Full Sigmoid Colon Description
[Continued from above] . . . Haustra help to increase the surface area of the colon, while their smooth muscle tissue helps to move feces toward the end of the colon. At its superior end, the sigmoid colon connects to the descending colon near the iliac crest in the left iliac region of the abdominal cavity. From this junction, the sigmoid colon curves medially and anteriorly toward the body’s midline, before abruptly turning about 90 degrees to face inferiorly to form the rectum.

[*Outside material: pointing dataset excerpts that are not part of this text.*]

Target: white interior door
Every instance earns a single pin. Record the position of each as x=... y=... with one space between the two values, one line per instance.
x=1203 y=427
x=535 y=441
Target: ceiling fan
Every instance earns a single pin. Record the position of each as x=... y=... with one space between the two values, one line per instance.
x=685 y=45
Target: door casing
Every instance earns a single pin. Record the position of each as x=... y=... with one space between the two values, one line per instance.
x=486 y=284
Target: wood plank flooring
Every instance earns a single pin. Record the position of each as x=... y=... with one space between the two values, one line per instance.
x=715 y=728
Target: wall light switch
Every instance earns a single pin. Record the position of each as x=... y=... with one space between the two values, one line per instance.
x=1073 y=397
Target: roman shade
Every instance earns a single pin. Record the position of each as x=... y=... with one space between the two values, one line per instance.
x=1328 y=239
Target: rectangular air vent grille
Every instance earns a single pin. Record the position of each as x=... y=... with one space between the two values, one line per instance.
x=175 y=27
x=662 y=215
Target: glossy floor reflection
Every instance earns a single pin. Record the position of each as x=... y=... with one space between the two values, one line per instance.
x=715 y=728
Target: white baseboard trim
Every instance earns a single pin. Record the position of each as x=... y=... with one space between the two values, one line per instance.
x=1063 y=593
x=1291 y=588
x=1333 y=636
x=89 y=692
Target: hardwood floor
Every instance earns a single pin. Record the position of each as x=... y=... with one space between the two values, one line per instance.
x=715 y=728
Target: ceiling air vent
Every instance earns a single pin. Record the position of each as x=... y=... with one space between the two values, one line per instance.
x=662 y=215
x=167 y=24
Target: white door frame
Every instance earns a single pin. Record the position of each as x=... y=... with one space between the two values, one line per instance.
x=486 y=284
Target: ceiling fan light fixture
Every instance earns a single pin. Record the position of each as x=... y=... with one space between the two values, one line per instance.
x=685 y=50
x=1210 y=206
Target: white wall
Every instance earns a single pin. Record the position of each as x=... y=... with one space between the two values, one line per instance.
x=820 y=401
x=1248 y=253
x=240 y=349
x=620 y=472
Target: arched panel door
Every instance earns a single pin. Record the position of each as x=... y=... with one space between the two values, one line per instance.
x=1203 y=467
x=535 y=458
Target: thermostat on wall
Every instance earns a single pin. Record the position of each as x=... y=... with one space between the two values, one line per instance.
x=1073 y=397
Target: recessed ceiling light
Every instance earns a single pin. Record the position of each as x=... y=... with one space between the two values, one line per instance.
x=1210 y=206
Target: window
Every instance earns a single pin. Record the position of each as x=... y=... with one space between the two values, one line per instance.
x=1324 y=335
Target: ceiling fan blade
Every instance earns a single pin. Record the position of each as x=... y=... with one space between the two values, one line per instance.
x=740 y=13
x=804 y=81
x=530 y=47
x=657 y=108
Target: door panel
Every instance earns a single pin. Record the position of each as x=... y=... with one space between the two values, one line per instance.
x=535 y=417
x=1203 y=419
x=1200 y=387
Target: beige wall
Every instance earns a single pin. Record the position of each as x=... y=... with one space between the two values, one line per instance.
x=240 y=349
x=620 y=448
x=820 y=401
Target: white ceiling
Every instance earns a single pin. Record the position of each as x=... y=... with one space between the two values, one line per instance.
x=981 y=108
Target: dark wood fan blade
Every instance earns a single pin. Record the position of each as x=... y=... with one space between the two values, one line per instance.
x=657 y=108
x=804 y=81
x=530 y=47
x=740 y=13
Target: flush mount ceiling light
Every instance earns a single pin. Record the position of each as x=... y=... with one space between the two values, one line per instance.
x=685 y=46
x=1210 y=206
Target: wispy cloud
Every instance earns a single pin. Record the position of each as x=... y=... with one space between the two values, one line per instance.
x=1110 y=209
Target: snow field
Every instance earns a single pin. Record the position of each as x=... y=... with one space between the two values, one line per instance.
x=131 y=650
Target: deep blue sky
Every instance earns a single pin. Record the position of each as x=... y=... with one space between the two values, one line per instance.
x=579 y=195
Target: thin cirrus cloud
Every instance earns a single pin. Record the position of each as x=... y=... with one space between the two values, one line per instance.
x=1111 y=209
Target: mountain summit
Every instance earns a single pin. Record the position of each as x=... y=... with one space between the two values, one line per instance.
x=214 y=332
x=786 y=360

Four major tissue layers surround the hollow lumen of the sigmoid colon and provide its structure and function.
- The innermost layer, the mucosa, is made of a mucous membrane consisting of simple stratified columnar epithelium and an underlying areolar connective tissue. The mucosa is the only tissue layer in contact with the contents of the sigmoid colon, acting as the interface between the colon and feces. Nutrients, vitamins and water present in feces are absorbed through the epithelium of the mucosa, while goblet cells produce thin, slick mucus to help feces move through the colon.
- The next layer outside the mucosa is the submucosa, a layer of connective tissues and nerves that support the mucosa. Blood vessels in the submucosa transport nutrients to and from the sigmoid colon, while nervous tissue monitors the contents of the sigmoid colon to manage the defecation reflex.
- The muscularis layer surrounds the submucosa and contains several layers of smooth muscle tissue. Contraction of smooth muscle tissue both forms the haustra of the sigmoid colon and propels feces out of the sigmoid colon and into the rectum during defecation.
- The outermost layer of the sigmoid colon is covered by the serosa layer, which extends as a thin membrane known as the mesentery. Although it is made of thin simple squamous epithelial tissue, the serosa protects the sigmoid colon from external friction by giving it a smooth surface and secreting lubricating serous fluid into the abdominal body cavity. The mesentery secures the colon along the posterior body wall and provides blood vessels and nerves to the colon, while the serosa protects the colon from friction caused by the body’s movement.
By the time digested food (known as chyme) reaches the large intestine, almost all of the available nutrients present in the chyme have been absorbed. Chyme is mixed with bacteria in the large intestine, which ferments the chyme to form feces. The fermentation process releases ions and vitamins from the chyme that are absorbed by the mucosa of the colon. Waves of peristalsis in the muscularis slowly push the feces from haustrum to haustrum through the ascending, transverse, and descending colon to the sigmoid colon. Feces entering the sigmoid colon have completed most of their bacterial fermentation and have had most of the water, ions and vitamins absorbed from them in the prior sections of the colon. Thus, the primary roles of the sigmoid colon are the storage of feces and the propulsion of feces into the rectum. The muscularis in the sigmoid colon plays an important role in controlling the expulsion of feces during defecation. Some absorption of water and vitamins K, B1, B2, and B12 also occurs as the feces are being stored in the sigmoid colon.
The sigmoid colon is clinically important. As it is the region of the colon closest to the body’s exterior, the sigmoid colon is commonly used to screen for and prevent colon cancer. A sigmoidoscopy is a procedure wherein an endoscope is inserted through the anus and rectum and used to observe the mucosa of the sigmoid colon. Any growths (known as polyps) that are found during a sigmoidoscopy are removed and examined by a pathologist to check for abnormal cells. This procedure helps to detect and prevent colon cancer before it becomes incurable.